Selon un Arrêt de cassation de la Chambre civile de la Cour de cassation rendu le 04/09/2014, a défaut d'aliénation du bien hypothéqué, le remboursement du prêt viager hypothécaire n'est pas exigible du vivant des débiteurs, de sorte que cette dette ne peut pas être traitée dans le cadre d'un plan de désendettement.

Analyse de la décision de jurisprudence

Aux termes de l'article L314-1 du Code de la consommation, "le prêt viager hypothécaire est un contrat par lequel un établissement de crédit ou un établissement financier consent à une personne physique un prêt sous la forme d'un capital ou de versements périodiques, garanti par une hypothèque constituée sur un bien immobilier de l'emprunteur à usage exclusif d'habitation, et dont le remboursement-principal et intérêts capitalisées annuellement ne peut être exigé qu'au décès de l'emprunteur ou lors de l'aliénation ou du démembrement de la propriété de l'immeuble hypothéqué s'ils surviennent avant le décès."

Dans cette affaire, une banque avait accordé un prêt viager hypothécaire à un couple.

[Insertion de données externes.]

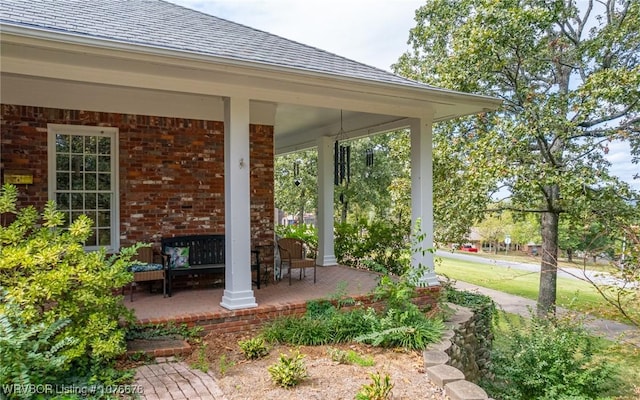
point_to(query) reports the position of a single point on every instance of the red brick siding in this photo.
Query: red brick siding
(171, 170)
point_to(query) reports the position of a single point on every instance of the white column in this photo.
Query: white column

Suite à des difficultés, le couple avait saisi une commission de surendettement du traitement de sa situation financière.

La commission avait alors imposé diverses mesures, parmi lesquelles l'inclusion de la créance de la banque dans le plan de désendettement.

S'estimant lésée par cette inclusion, la Banque avait donc saisi la justice.

Les Juges de la Cour d'appel de Rennes rejette en premier lieu la contestation de la Banque. D'après les Juges du fond :

  • aucun texte ne prévoit de traitement spécifique des dettes issues de prêts viagers hypothécaires ;
  • si la vente du bien immobilier grévé pourrait effectivement être de nature à permettre un désintéressement d'une grande partie des créanciers, cette option, qui n'a pas été retenue ni réclamée par ces derniers, n'était pas indispensable pour traiter la situation des débiteurs.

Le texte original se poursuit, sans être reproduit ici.